In some applications, the AGM could clearly be advantageous: for example, to automatically detect proportions in rectangular spans. Since in the model we must already have the segments of the lines that form it, detecting a rectangular proportion only requires making a search in the transformed domain. Two perpendicular segments that join at a point with an added condition: the quotient between their lengths must be the number that marks the proportion. This search, which involves measurement and is carried out directly, seems more efficient and faster to do it through the AGM, than by any other method.

However, other purposes can test both approaches. Like the one proposed in this question: is it possible to automatically learn to detect a symmetry (axial or central) in a façade? And a turn, a translation, or other isometries of the plane?

The most immediate answer is that with the AGM tool, it would be a relatively easy task, at least from a conceptual point of view: Detecting an (axial) symmetry from the AGM would consist of an exhaustive search for possible axes parallel to the vertical or horizontal segments (1 search variable). It also needs a soft verification step for each of these possible axes, of a symmetrical coincidence of the model, or part of it within a precision range. For a translation, the complexity will rise to two variables, always performing the search in the transformed domain. But this conceptual simplicity is tarnished, however, by the possible high computational cost that such tasks would have.

And how would MonuMAI’s deep learning approach this task? MonuMAI can be extended to recognize new architectural elements. To do so, we have to expand the dataset with a sufficiently large and representative set of images of the new element to be recognized. As an example, more than 230 images of ogee arches were supplied to be able to recognize this type of arch. However, all these arches share a common geometry: a symmetrical arch that begins with a convex circumferential arc and then passes to another concave arc at an inflection point, joining the two parts at a cuspidal point. Therefore, it is reasonable to think that MonuMAI can be trained with an extended dataset from artificial geometric images to increase the performance of visual recognition. This is a line in which we hope to reach conclusions in the near future.

However, tackling more abstract concepts such as “symmetry” is a clearly much difficult task since it cannot be easily captured in a homogeneous set of images. Each example of symmetry can have a different geometric shape, sometimes so different that it will have very little to do with the other examples, except for the abstract fact of the symmetry itself. Will a deep learning-based AI be able to detect this kind of abstraction? Although we have our own opinions, the answer is, however, still unknown.

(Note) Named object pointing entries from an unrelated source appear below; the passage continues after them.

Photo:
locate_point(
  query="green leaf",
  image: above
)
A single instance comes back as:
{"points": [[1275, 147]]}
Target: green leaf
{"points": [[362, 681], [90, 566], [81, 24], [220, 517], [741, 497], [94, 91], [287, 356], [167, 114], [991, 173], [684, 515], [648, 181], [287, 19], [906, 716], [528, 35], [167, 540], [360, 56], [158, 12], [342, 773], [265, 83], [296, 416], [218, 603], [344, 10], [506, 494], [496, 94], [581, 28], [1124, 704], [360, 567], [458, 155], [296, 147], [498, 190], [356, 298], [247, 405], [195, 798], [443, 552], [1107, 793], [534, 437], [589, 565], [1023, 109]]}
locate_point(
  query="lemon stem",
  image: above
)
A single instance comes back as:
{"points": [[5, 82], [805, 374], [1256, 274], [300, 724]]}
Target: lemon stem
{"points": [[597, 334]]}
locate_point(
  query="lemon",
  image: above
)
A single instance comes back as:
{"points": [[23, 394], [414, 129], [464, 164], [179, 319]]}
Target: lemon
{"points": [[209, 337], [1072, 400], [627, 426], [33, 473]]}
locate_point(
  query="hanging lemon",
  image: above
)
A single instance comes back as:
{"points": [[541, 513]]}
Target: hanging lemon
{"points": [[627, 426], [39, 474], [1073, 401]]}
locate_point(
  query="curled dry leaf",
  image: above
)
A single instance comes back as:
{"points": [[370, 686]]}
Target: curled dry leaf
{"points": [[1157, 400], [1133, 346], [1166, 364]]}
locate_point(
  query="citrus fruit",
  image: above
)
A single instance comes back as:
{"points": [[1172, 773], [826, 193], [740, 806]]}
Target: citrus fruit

In this direction, other possibilities can be the use of more advanced systems based on deep learning or computer vision. These developments may be incorporated in the future into systems focused on teaching mathematics. For example, the creation of applications that are able to detect mathematical objects that are expressed visually. In this group, we can include graphs, lattices, tessellations or even curve characteristics, such as continuity or differentiability. The future presents some exciting possibilities for systems that work with mathematical concepts by means of AI. Systems that could detect properties, and what could be better, offer the possibility of a discussion about the concepts involved. But this will only be useful, and even possible, if today’s mathematics education begins a transition from the old paradigms of finalist calculation to the new ones of learning based on logic and the concepts that Artificial Intelligence incorporates.